Neuer Justizärger für Thyssenkrupp in Brasilien
Nun hat die brasilianische Staatsanwaltschaft eine weitere Klage gegen das Thyssenkrupp-Stahlwerk erhoben. Diesmal geht es um den Vorwurf, der (mittlerweile wegen Korruption in Haft sitzende) Ex-Gouverneur Sérgio Cabral habe um Weihnachten 2010 dem TKCSA-Stahlwerk in Rio widerrechtlich eine Sondergenehmigung zum Hochfahren des zweiten Hochofens gegeben. Dies berichtet das Nachrichtenportal Exame. Laut der Erklärung der Staatsanwaltschaft selbst sind die Beschuldigten der nun eingereichten Anklage der Ex-Gouverneur Sérgio Cabral, dessen damalige Staatssekretäre des Gouverneursstabs und des für Umwelt, Arthur Bastos und Marilene Ramos, sowie die Firma ThyssenKrupp Companhia Siderúrgica do Atlântico (TKCSA) selbst.
Damals, um Weihnachten 2010, einem halben Jahr nach Werkseröffnung, war Stahlwerkstaub laut Aussagen der Anwohner massiv auf diese niedergeregnet, dem Werk drohte durch die Umweltbehörden die Schliessung. Doch der damalige Gouverneur, Sérgio Cabral, hatte laut Medienberichten befürchtet, dass ThyssenKrupp 800 Arbeiter entlassen könnte, sollte nach dem ersten nicht auch noch der zweite Hochofen in Betrieb genommen werden dürfen.

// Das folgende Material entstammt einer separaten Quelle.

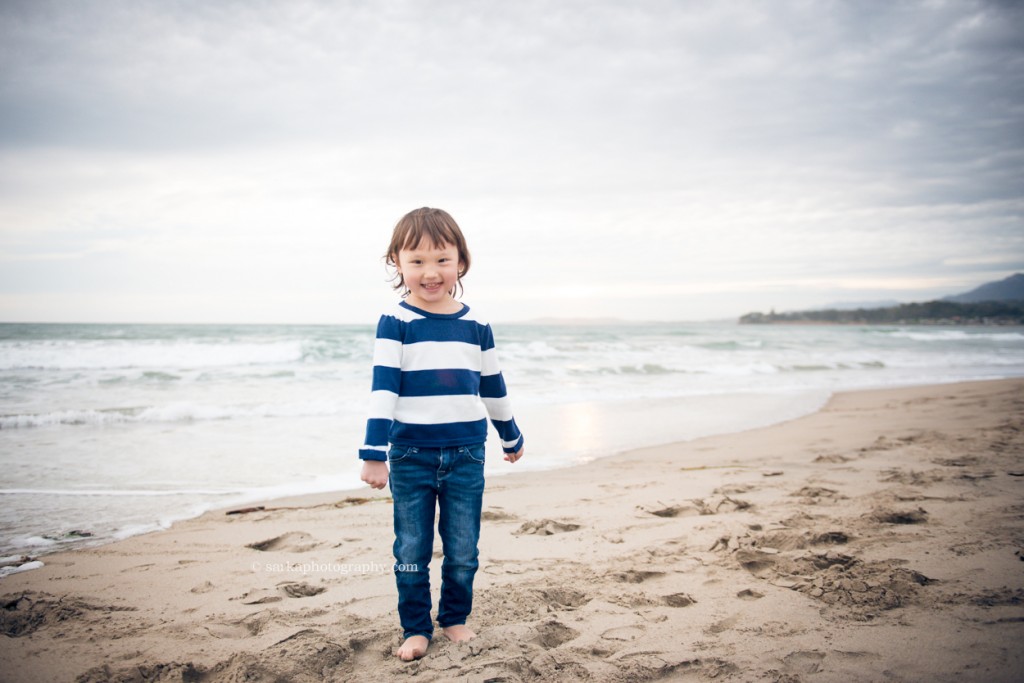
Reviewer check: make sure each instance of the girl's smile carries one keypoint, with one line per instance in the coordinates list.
(430, 273)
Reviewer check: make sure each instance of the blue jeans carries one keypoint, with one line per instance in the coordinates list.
(452, 480)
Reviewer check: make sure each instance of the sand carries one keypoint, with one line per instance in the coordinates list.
(878, 540)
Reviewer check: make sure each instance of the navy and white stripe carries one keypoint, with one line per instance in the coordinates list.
(436, 383)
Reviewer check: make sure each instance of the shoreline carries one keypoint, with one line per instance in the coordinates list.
(811, 549)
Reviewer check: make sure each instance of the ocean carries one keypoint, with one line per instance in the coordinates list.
(112, 430)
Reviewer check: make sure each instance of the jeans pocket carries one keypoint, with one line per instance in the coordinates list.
(400, 453)
(474, 453)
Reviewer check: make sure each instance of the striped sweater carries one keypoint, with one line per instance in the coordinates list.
(435, 383)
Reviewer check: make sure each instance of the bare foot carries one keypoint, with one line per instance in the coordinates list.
(414, 648)
(459, 633)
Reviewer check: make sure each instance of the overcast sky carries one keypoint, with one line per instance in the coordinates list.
(180, 161)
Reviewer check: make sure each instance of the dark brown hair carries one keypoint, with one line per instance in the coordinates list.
(435, 225)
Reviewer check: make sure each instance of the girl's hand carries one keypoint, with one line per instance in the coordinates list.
(375, 473)
(512, 457)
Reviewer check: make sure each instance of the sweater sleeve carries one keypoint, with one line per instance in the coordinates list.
(496, 397)
(384, 391)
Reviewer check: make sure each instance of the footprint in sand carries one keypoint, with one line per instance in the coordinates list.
(287, 589)
(625, 633)
(545, 527)
(804, 662)
(247, 627)
(293, 542)
(553, 634)
(678, 600)
(498, 515)
(635, 575)
(890, 516)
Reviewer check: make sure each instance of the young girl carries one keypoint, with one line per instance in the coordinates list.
(435, 383)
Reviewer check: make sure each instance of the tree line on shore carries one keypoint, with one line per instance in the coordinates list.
(928, 312)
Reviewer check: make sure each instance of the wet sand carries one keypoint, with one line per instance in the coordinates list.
(879, 539)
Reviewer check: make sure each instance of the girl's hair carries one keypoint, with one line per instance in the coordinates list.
(432, 224)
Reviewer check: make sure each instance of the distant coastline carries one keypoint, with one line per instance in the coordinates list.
(997, 303)
(929, 312)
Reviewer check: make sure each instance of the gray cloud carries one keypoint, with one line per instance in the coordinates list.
(760, 139)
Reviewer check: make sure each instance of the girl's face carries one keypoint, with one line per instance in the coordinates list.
(430, 273)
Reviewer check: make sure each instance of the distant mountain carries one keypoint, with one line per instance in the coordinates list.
(994, 303)
(1011, 289)
(853, 305)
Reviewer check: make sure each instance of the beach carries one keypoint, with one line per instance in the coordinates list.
(881, 538)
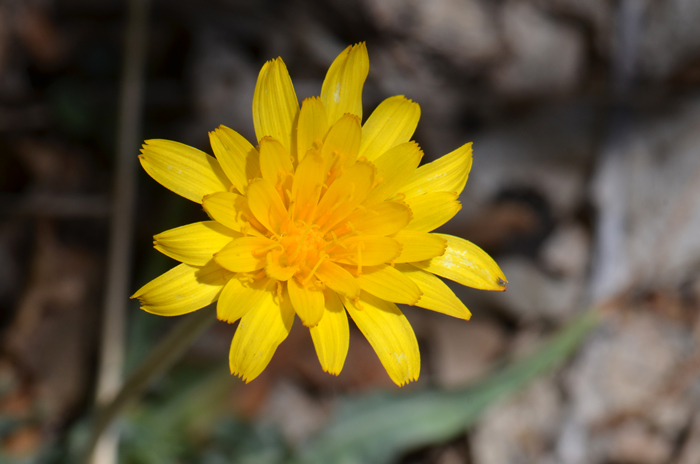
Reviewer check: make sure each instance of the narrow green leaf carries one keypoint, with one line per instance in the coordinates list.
(377, 428)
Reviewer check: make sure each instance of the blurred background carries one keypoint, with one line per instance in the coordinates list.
(585, 187)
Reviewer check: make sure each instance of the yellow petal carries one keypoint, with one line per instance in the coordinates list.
(266, 204)
(392, 123)
(259, 334)
(238, 297)
(338, 279)
(418, 246)
(238, 158)
(275, 163)
(307, 185)
(307, 302)
(344, 195)
(389, 284)
(342, 88)
(184, 170)
(394, 168)
(245, 254)
(183, 289)
(312, 126)
(231, 210)
(342, 142)
(390, 334)
(385, 218)
(436, 295)
(446, 174)
(194, 244)
(467, 264)
(431, 210)
(275, 104)
(332, 335)
(366, 250)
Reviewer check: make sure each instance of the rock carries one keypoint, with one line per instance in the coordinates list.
(634, 443)
(462, 351)
(629, 402)
(534, 295)
(566, 251)
(670, 39)
(545, 56)
(462, 31)
(650, 182)
(624, 366)
(520, 429)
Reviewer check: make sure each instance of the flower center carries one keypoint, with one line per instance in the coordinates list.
(303, 244)
(300, 251)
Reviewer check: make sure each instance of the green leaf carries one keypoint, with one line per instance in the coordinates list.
(378, 428)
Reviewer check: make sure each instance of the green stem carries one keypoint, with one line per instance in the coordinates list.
(163, 356)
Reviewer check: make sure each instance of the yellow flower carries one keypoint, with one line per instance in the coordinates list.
(324, 216)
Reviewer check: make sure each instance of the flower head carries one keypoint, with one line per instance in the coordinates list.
(325, 217)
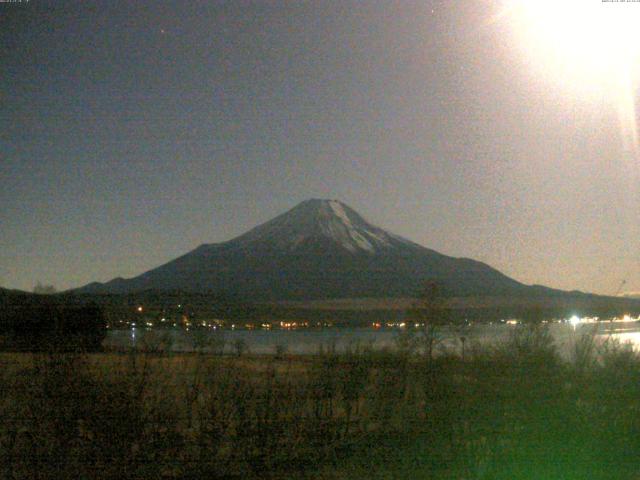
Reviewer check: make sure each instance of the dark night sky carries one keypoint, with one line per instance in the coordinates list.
(132, 132)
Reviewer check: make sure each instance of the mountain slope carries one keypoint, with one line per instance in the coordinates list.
(319, 249)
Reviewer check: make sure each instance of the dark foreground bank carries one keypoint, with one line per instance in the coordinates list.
(512, 411)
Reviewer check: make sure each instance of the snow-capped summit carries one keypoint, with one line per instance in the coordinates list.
(318, 249)
(315, 220)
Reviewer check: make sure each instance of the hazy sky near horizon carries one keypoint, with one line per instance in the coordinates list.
(132, 132)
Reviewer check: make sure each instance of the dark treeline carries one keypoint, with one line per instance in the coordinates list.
(50, 322)
(512, 411)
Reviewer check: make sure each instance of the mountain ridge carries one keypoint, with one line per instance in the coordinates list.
(321, 248)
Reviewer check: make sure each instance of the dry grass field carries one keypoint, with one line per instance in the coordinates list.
(514, 411)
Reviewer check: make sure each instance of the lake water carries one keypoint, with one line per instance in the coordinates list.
(309, 341)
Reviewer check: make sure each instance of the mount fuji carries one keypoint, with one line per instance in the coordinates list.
(320, 249)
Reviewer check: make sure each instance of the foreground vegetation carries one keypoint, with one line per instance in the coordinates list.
(515, 411)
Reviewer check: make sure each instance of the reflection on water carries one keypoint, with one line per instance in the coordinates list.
(309, 341)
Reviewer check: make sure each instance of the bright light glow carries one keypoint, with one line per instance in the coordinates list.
(590, 39)
(590, 47)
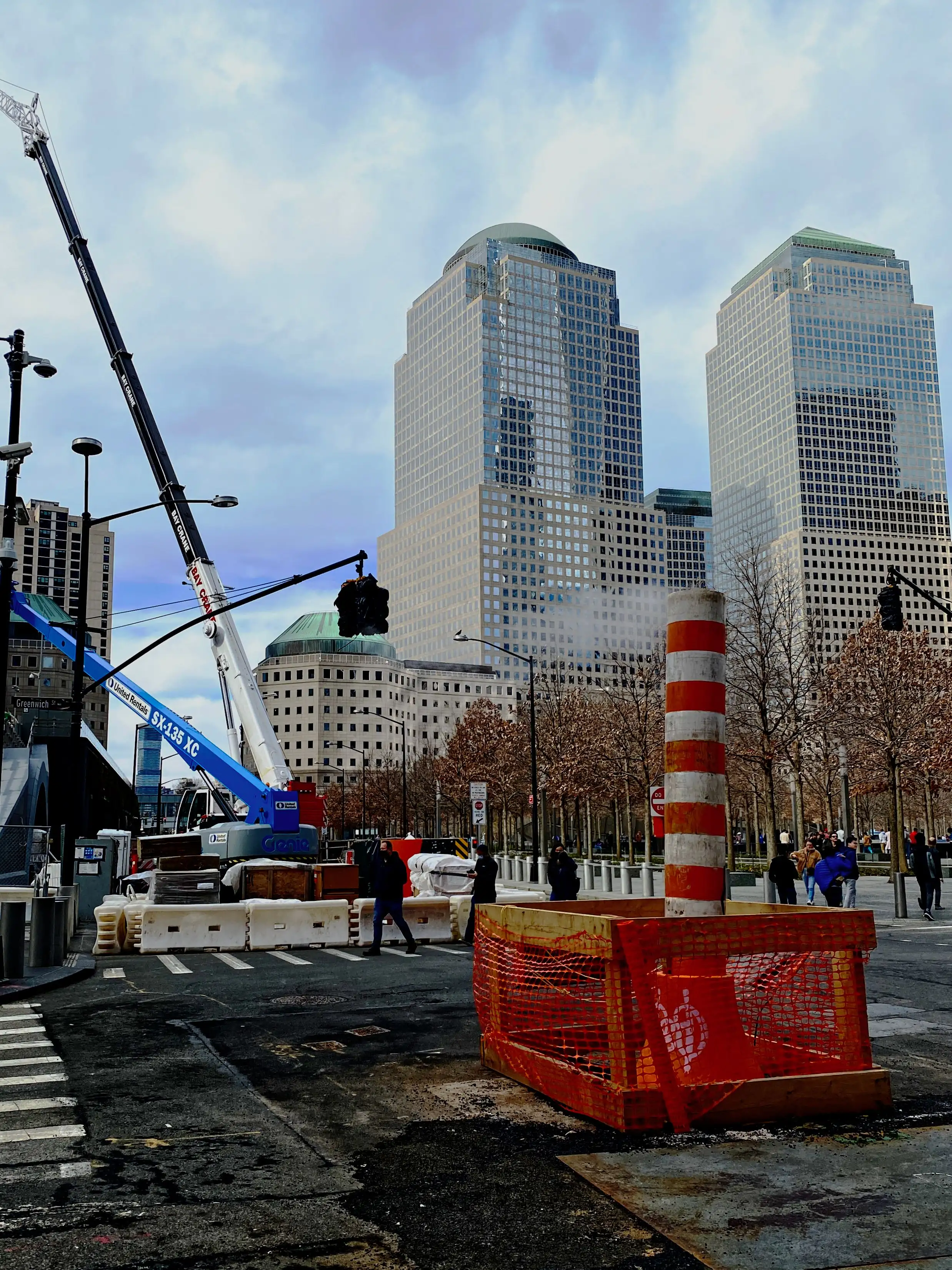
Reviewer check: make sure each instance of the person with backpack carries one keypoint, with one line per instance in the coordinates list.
(830, 874)
(807, 862)
(563, 874)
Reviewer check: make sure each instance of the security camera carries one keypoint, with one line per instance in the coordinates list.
(17, 451)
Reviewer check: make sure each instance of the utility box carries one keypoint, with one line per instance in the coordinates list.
(97, 862)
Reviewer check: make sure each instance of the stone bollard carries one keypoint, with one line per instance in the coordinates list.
(13, 930)
(41, 930)
(695, 755)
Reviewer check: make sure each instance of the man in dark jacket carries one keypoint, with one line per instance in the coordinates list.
(923, 874)
(563, 874)
(388, 882)
(484, 887)
(784, 874)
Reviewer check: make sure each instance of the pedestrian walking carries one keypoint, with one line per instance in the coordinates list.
(784, 873)
(807, 862)
(830, 874)
(936, 869)
(563, 874)
(923, 874)
(484, 887)
(388, 882)
(854, 876)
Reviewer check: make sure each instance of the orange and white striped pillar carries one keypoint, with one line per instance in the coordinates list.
(695, 755)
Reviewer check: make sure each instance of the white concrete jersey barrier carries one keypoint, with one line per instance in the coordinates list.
(276, 924)
(193, 927)
(427, 916)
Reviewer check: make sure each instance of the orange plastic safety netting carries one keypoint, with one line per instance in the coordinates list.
(642, 1021)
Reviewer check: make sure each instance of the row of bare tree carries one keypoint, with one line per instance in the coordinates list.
(887, 699)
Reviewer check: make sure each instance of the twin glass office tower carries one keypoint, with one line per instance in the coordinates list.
(519, 463)
(825, 430)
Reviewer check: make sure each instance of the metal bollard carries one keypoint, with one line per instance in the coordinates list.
(13, 927)
(899, 894)
(72, 894)
(60, 916)
(41, 930)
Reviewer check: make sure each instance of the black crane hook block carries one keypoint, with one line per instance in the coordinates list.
(363, 608)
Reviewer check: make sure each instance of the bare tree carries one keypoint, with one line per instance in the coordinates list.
(769, 670)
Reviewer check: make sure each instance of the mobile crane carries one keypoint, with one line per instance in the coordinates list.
(272, 800)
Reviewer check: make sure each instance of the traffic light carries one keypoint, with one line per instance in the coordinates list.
(362, 608)
(890, 609)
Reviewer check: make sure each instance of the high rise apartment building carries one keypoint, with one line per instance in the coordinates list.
(519, 465)
(690, 533)
(49, 548)
(825, 430)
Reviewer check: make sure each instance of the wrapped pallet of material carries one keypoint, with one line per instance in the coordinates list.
(185, 887)
(433, 874)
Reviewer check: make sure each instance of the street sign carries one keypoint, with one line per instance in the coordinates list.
(658, 811)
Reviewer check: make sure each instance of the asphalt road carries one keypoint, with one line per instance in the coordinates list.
(334, 1114)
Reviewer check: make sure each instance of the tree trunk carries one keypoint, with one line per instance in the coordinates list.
(930, 817)
(770, 811)
(757, 825)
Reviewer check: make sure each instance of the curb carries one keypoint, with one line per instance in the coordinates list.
(52, 977)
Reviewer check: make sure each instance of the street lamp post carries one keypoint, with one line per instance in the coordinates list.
(474, 639)
(403, 724)
(14, 453)
(89, 448)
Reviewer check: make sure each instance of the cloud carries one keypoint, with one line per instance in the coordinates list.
(266, 190)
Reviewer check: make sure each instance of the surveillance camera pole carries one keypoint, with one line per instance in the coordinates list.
(16, 361)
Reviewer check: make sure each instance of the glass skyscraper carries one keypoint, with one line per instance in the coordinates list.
(825, 430)
(519, 463)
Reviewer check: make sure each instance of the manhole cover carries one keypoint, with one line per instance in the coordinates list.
(308, 999)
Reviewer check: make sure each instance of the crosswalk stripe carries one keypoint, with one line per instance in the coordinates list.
(288, 958)
(51, 1131)
(233, 962)
(43, 1173)
(43, 1079)
(30, 1062)
(37, 1105)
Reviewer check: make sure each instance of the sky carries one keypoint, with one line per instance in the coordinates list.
(266, 189)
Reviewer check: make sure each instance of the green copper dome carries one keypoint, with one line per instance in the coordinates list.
(520, 236)
(319, 633)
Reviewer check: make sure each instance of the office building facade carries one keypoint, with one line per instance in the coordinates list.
(825, 431)
(690, 535)
(519, 465)
(318, 685)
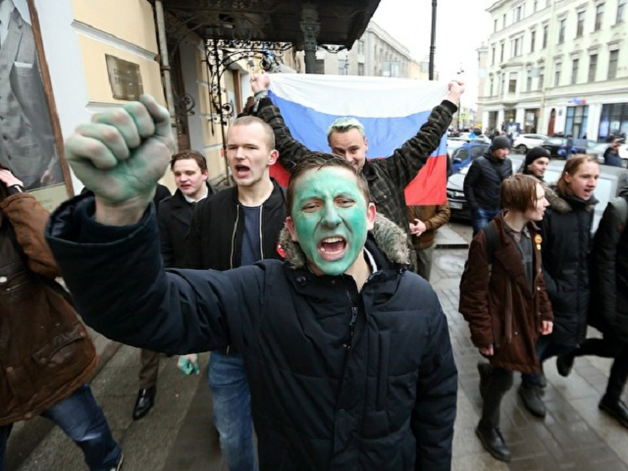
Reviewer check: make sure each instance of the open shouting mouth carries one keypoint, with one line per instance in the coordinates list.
(332, 248)
(242, 171)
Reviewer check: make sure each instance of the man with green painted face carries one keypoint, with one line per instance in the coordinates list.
(347, 353)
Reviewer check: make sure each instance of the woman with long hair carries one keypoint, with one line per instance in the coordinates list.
(503, 297)
(566, 241)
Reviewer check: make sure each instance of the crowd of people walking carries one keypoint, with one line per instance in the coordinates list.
(325, 342)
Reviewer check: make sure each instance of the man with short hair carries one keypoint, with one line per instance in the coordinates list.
(174, 214)
(239, 226)
(46, 354)
(482, 185)
(347, 353)
(388, 177)
(536, 162)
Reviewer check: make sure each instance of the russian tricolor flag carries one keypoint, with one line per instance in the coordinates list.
(391, 110)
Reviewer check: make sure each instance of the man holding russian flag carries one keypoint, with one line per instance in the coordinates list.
(315, 101)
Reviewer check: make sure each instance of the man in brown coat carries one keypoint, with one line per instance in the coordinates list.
(504, 300)
(46, 354)
(424, 222)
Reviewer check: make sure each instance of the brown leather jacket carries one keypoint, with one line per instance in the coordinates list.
(433, 217)
(500, 309)
(45, 351)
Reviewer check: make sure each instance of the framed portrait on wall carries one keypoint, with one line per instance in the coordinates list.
(30, 136)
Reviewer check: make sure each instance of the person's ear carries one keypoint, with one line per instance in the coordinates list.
(290, 227)
(371, 212)
(274, 155)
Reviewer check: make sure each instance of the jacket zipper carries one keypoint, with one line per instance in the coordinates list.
(235, 228)
(352, 321)
(261, 241)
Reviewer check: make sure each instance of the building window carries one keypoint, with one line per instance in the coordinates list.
(576, 121)
(512, 83)
(613, 121)
(574, 71)
(592, 67)
(541, 77)
(343, 65)
(612, 64)
(557, 69)
(599, 16)
(580, 25)
(518, 48)
(621, 11)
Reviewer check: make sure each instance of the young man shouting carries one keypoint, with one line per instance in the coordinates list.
(347, 353)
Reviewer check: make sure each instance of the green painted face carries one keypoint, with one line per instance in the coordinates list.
(329, 214)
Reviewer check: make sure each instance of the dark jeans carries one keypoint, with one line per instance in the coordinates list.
(83, 421)
(481, 217)
(497, 385)
(609, 348)
(545, 348)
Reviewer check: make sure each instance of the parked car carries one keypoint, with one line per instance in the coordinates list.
(464, 155)
(524, 142)
(478, 137)
(611, 181)
(557, 146)
(599, 152)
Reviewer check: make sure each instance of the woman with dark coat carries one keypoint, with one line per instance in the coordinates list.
(503, 297)
(566, 233)
(609, 287)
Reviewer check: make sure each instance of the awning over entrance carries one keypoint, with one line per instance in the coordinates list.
(337, 22)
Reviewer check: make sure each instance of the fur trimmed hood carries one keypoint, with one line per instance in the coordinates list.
(389, 238)
(565, 205)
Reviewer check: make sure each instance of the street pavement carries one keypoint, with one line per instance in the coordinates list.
(177, 434)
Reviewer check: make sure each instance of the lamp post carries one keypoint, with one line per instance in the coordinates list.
(432, 41)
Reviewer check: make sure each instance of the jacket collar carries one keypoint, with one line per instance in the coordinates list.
(569, 203)
(388, 245)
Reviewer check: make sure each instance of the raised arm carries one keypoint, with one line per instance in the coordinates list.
(120, 156)
(290, 150)
(405, 163)
(28, 219)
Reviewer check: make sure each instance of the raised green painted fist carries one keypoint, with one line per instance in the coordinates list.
(123, 152)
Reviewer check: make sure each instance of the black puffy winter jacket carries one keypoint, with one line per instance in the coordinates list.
(339, 379)
(609, 273)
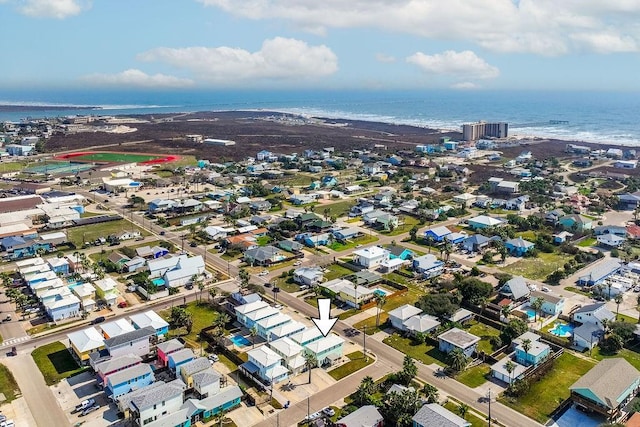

Die größte Tageszeitung Brasiliens, O Globo, berichtete damals, das Argument der Arbeitsplätze, "das CSA gegenüber dem Gouverneur angeführt hat", sei ausschlaggebend gewesen. Auch bestünden "internationale Verpflichtungen“ des Konzerns – gemeint waren die Lieferungen der Stahlbrammen in die ThyssenKrupp-Werke in den USA und Deutschland.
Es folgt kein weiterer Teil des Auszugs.